The FDA took another stab at the combination product designation question in a February draft guidance dealing with the principles of combo product premarket pathways, but as is often the case, the agency’s effort failed to win any converts among drug and device makers, due in large part to the question of a combination product’s primary mode of action (PMOA). That particular discussion has an interesting legal history, mostly involving France’s Prevor, which fought the agency to at least a draw in two visits to the U.S. District Court for the District of Columbia.

One of the notable features of the February draft guidance is that it stipulates that applicants provide enough data in an application to allow the centers of jurisdiction to review each component as though it were a separate application. The draft seemed largely mum on the cross-labeled combination product category, however, so much so that at least one observer questioned whether the FDA had intended to exclude cross-labeled products from the scope of the draft.
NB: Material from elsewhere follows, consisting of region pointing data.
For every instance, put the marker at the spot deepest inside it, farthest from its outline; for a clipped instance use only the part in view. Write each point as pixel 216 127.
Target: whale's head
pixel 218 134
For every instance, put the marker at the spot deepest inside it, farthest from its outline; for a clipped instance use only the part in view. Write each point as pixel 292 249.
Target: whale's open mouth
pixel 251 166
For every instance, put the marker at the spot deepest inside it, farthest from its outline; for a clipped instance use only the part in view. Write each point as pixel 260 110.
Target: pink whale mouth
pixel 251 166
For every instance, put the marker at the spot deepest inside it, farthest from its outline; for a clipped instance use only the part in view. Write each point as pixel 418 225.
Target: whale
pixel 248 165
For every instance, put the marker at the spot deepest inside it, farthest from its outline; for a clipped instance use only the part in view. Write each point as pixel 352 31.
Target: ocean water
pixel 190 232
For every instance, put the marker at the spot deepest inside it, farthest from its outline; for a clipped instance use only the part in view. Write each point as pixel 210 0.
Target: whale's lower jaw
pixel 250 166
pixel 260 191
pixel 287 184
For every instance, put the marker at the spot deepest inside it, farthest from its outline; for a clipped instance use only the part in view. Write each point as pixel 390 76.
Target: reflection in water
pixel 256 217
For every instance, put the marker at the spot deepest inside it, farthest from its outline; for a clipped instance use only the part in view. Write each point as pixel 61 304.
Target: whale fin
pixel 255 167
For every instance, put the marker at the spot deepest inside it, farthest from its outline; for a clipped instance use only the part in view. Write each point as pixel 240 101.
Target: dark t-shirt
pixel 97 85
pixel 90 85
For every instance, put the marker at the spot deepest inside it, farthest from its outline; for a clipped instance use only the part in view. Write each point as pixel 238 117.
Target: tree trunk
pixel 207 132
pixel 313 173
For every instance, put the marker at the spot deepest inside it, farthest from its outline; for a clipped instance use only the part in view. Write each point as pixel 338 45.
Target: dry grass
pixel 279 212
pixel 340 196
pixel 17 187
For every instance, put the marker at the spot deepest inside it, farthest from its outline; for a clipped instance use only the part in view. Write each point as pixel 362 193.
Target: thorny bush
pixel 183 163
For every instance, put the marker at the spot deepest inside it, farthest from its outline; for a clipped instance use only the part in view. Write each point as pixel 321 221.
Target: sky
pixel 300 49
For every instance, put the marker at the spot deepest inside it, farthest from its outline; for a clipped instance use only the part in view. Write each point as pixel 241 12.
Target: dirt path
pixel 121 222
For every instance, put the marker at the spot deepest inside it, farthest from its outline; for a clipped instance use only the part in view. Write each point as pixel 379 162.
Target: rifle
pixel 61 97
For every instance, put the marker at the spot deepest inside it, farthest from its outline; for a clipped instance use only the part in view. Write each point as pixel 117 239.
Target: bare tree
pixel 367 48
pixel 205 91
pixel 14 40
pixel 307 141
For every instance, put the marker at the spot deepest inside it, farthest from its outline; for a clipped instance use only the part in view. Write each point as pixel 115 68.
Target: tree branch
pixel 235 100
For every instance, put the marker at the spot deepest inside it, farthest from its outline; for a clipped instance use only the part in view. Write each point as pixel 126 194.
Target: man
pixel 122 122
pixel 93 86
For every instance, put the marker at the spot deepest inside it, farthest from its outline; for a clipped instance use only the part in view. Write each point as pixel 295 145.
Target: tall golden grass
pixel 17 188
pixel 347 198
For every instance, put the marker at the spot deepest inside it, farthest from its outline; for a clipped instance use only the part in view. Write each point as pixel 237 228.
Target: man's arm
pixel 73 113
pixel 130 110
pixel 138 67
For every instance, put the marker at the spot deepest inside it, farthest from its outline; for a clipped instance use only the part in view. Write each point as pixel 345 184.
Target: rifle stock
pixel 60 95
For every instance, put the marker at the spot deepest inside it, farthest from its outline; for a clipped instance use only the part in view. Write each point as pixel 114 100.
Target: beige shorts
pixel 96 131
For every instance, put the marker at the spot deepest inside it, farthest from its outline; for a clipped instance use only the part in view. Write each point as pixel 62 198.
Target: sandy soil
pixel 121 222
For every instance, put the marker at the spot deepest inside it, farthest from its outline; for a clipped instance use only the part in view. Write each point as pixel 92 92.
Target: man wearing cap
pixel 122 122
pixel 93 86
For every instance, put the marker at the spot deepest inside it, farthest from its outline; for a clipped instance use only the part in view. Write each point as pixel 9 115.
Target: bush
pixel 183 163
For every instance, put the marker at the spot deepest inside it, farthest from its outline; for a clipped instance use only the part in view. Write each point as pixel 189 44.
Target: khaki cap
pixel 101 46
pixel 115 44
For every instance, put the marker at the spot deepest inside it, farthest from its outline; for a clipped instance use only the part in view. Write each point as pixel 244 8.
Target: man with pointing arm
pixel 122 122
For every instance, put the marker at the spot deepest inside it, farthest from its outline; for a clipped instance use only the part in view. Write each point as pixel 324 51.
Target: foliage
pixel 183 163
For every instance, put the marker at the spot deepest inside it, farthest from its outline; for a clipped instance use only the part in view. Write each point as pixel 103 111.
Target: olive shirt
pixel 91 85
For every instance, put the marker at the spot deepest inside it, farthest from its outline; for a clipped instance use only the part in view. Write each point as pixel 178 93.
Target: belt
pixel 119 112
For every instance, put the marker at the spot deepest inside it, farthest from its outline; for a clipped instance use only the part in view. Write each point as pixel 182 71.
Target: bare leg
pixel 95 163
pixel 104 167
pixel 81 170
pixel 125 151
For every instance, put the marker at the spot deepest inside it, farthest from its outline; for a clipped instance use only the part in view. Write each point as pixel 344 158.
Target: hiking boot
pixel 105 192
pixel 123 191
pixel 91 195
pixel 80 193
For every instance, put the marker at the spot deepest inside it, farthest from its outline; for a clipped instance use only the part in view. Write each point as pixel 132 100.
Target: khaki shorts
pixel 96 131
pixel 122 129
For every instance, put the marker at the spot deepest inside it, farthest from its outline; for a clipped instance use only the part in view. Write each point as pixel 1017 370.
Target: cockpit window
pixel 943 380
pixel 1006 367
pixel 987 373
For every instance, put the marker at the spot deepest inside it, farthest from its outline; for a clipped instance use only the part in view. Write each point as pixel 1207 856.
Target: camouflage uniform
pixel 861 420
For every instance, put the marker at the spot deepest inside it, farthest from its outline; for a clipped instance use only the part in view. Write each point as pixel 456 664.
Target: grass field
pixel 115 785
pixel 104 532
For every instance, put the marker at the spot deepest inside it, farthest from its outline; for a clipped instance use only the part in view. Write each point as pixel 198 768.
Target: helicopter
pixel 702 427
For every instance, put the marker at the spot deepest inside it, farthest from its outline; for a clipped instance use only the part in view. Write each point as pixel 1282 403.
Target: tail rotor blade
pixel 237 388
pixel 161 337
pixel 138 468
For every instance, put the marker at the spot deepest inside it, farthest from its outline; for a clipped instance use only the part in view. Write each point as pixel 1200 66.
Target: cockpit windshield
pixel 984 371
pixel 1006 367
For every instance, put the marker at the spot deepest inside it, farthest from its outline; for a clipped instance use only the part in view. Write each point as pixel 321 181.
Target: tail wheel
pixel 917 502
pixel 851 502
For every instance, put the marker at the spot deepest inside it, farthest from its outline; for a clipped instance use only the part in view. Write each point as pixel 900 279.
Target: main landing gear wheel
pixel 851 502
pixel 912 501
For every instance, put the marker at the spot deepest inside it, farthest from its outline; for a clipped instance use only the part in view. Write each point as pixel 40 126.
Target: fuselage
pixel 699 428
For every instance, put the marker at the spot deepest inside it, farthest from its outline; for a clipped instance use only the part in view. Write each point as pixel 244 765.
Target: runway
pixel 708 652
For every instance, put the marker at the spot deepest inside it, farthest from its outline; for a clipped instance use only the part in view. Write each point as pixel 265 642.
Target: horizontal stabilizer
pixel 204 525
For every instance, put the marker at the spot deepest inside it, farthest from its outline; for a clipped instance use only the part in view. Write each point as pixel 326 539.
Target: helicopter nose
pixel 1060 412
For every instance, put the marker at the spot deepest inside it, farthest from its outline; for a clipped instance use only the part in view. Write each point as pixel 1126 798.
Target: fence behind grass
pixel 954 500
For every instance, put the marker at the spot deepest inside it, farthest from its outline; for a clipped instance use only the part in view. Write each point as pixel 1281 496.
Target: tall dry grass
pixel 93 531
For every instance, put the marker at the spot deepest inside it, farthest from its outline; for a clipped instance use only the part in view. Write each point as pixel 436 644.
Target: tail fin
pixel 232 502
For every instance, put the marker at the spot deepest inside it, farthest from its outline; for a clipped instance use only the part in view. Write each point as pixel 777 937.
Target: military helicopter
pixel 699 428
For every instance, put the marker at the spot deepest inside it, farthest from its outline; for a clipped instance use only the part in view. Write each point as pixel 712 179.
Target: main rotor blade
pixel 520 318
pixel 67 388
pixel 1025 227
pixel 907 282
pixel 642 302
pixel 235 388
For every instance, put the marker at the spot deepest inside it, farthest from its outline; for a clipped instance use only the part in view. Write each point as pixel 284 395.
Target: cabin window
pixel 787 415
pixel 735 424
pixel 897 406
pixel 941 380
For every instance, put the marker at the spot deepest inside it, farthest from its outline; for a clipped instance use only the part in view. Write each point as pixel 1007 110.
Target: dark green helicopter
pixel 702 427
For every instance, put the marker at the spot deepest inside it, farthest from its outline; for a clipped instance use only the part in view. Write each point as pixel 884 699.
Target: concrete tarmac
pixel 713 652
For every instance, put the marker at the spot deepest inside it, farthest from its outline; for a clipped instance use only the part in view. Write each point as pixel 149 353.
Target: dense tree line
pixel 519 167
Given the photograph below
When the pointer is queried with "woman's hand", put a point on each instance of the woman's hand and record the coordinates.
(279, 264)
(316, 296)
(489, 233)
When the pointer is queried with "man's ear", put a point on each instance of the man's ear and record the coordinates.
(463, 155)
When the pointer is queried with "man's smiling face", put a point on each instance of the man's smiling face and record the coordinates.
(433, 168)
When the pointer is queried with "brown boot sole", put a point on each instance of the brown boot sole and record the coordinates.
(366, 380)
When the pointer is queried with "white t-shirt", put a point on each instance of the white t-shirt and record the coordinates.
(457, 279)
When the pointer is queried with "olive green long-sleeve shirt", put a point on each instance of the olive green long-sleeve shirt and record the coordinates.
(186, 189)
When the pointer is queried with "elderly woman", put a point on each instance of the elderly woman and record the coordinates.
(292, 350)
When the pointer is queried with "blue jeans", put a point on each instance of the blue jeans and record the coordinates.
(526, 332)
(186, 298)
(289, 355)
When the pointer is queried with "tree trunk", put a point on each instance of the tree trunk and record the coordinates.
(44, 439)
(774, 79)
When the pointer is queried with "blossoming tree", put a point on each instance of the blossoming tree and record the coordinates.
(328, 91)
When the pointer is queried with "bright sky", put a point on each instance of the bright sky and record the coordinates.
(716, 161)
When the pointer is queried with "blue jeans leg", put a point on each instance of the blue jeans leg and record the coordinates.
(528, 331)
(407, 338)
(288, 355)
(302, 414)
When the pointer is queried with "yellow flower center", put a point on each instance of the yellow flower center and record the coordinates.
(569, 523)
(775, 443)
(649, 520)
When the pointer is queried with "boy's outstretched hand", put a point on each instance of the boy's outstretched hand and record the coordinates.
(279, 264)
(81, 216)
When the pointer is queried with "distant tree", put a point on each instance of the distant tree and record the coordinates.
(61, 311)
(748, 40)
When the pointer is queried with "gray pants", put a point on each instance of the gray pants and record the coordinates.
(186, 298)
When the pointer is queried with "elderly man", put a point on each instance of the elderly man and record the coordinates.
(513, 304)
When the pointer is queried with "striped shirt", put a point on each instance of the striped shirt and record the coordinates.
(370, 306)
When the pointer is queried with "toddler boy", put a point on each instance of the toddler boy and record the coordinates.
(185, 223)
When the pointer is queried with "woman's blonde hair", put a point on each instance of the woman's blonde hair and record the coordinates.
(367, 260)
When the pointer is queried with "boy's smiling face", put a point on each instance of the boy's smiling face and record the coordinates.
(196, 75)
More than one trade group questioned the draft’s provisions that would seem to give the FDA wide discretion in assigning a combination product to a center that would ordinarily be inappropriate for the product’s PMOA. This question has roiled relations between the agency and industry at least as far back as 2004, the year the FDA opened a docket to deal with the PMOA question. A decade and a half of further consideration does not seem to have answered some of the underlying issues despite that the 21st Century Cures Act called on the FDA to resolve these problems.

The Cures Act directed the agency to assign primary jurisdiction for a combination product to the center that would be most appropriate for the component deemed to present the PMOA. Critics of the February 2019 draft guidance seem to have determined that the agency is resisting this legislative directive with all the regulatory muscle it can muster. The view of stakeholders may be that this draft guidance is unworkable in its present form, leaving industry with the prospect of another of those lingering draft guidances that is ultimately neither finalized nor withdrawn.